14 sierpnia 2015

Blue Greyme

N: oj, no znajomosci trzeba utrzymywać prawda?
A Steve'owi (?) sie nie dziwie. Z tym co przeszedł to szacun ze nie znalazł sie w psychiatryku.
Mówiłam, Stucky jest wszechobecne.
Największym problemem Capa jest (i chyba już zawsze będzie) obwinianie się. WS- jego wina, bo nie pomógł przyjacielowi, CW- jego wina, bo się mylił, nawet inwazja kosmitów była jego winą, bo mógł to przecież przewidzieć. Ta analiza jego postaci jest świetna, pokazując, że Steve to może i Kapitan Ameryka, ale to też żołnierz, który nie potrafi odnaleźć się w świecie bez wojny i cierpi na zaczątki PTSD.

I N pomoże rozwiać wątpliwości:
Kto? Co? Steve
Kogo? Czego? (nie ma) Steve’a
Komu? Czemu? (się przyglądam) Steve’owi
Kogo? Co? (widzę) Steve’a
Z kim? Z czym? (idę) Steve’em
O kim? O czym? (myślę) Stevie
Przyznaję, że sama ciągle robię błędy w narzędniku i piszę "Stevem", bo miesza mi się to ze "Steven" :P

Dobrze, miałaś rację. Szykuj się na zmiany na blogu, bo jak wszechobecne to wszechobecne. Tylko nie wiem, czy Bucky kiedykolwiek mi to wybaczy :P
Steve: nie mam pojęcia jak cie pocieszać i czy wogóle.
Spokojnie, nie ty jedna. Nawet Sam powiedział mi kiedyś, że jestem trudnym przypadkiem.
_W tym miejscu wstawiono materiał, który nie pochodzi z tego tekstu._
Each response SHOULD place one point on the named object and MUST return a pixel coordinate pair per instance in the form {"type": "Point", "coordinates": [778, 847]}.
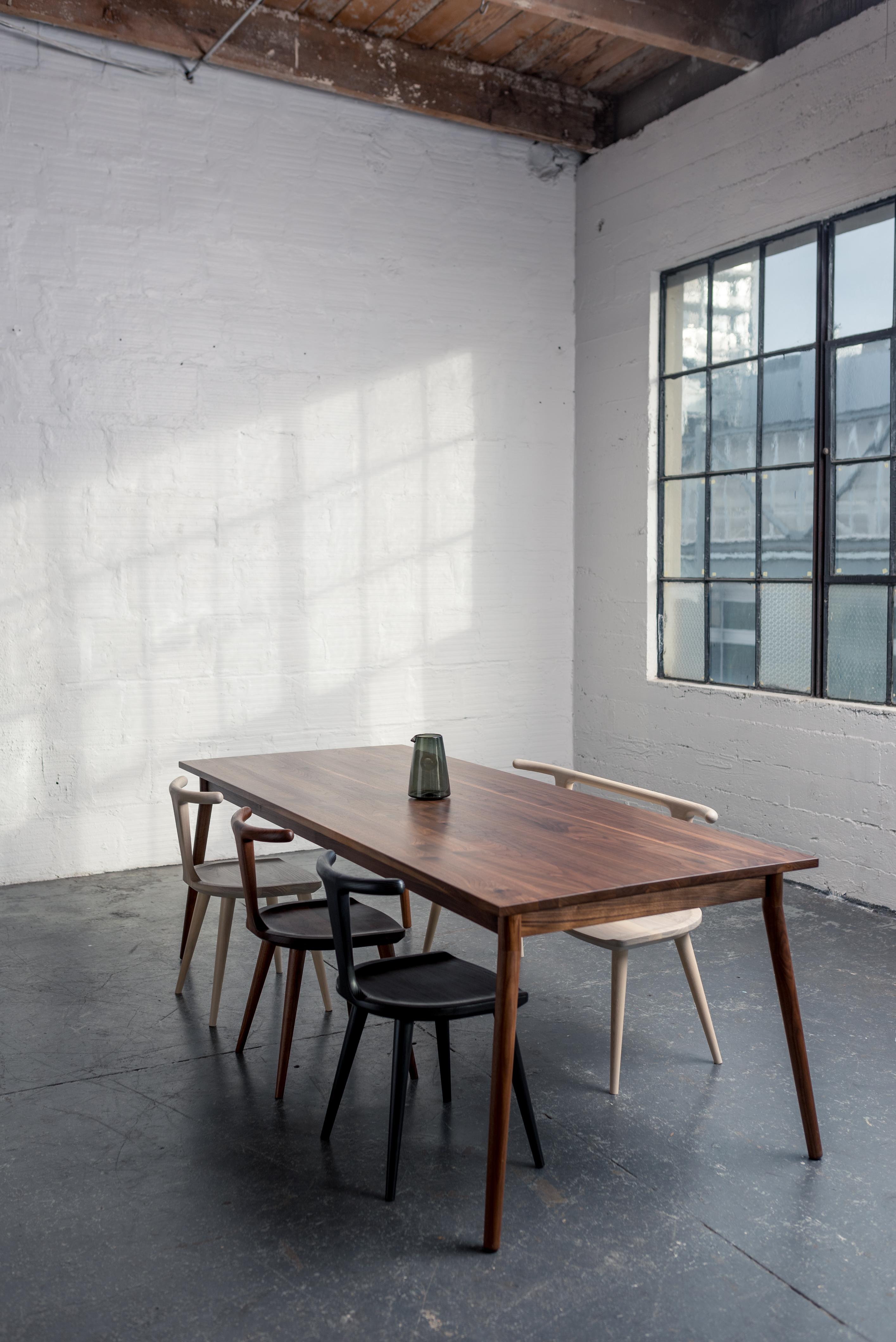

I upartym durniem. I idiotą o zerowym instynkcie przetrwania. I jeszcze trochę tego było.
Bucky: nie denerwują cię długie włosy?
Nie bardzo. Jestem do nich przyzwyczajony.

3 komentarze:

  1. PTSD?
    A z przypadków zawsze miałam tróje, dzieki :D
    Nie przesadzajmy z tą wszechobecnością!
    Jezu Maria, Bucky jak Bucky ale mi chyba tego nie zrobisz? ;-;

    James: piona, też mam i polecam

    OdpowiedzUsuń
  2. A analize przeczytałam jednym tchem. Nigdy nie patrzyłam tak na Steva i to otworzyło mi oczy, że przeciez to jest człowiek, zagubiony w swoim życiu i w XXI wieku.
    A zdanie "Bucky is home" roztopiło moje serducho.